HenrikBengtsson / aroma.seq

🔬 R package: aroma.seq: High-Throughput Sequence Analysis using the Aroma Framework
https://github.com/HenrikBengtsson/aroma.seq
0 stars 1 forks source link

GcBaseFile: Add getBinWidth() and report it with print() #35

Open HenrikBengtsson opened 8 years ago

HenrikBengtsson commented 8 years ago

print() for GcBaseFile should also report on the bin width ("span"), e.g. "50000 bp".

Currently, we have:

> gc
GcBaseFile:
Name: GRCh37
Tags: hg19
Full name: GRCh37,hg19
Pathname: annotationData/organisms/Homo_sapiens/GRCh37,hg19/UCSC/hg19.gc50Base.txt.gz
File size: 174.53 MiB (183007077 bytes)
RAM: 0.00 MB
Number of sequence contigs: 93
Sequence names: [93] chr1, chr10, chr11, ..., chrY
Ordering of sequence contigs (scores): 100% lexicographic, 100% canonical, 94.6% mixeddecimal, 92.5% mixedroman

but there is a bit more information to pull out in addition to sequence names, e.g.

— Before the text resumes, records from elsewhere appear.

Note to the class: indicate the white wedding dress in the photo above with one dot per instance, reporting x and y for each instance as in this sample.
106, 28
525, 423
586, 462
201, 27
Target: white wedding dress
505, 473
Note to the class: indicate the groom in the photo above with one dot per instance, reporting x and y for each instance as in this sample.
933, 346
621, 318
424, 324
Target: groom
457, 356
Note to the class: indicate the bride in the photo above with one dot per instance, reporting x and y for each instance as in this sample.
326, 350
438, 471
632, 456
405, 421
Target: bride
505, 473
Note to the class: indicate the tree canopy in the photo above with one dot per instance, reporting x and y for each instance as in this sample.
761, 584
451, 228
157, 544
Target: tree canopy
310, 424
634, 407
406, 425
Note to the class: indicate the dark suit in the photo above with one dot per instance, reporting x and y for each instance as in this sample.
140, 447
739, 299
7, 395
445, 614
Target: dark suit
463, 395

> readLines(getPathname(gc), n=10)
 [1] "variableStep chrom=chr1 span=50" "10001\t48.0"
 [3] "10051\t50.0"                     "10101\t54.0"
 [5] "10151\t46.0"                     "10201\t50.0"
 [7] "10251\t54.0"                     "10301\t60.0"
 [9] "10351\t54.0"                     "10401\t50.0"

The getBinWidth() method can be used to validation/assertion etc.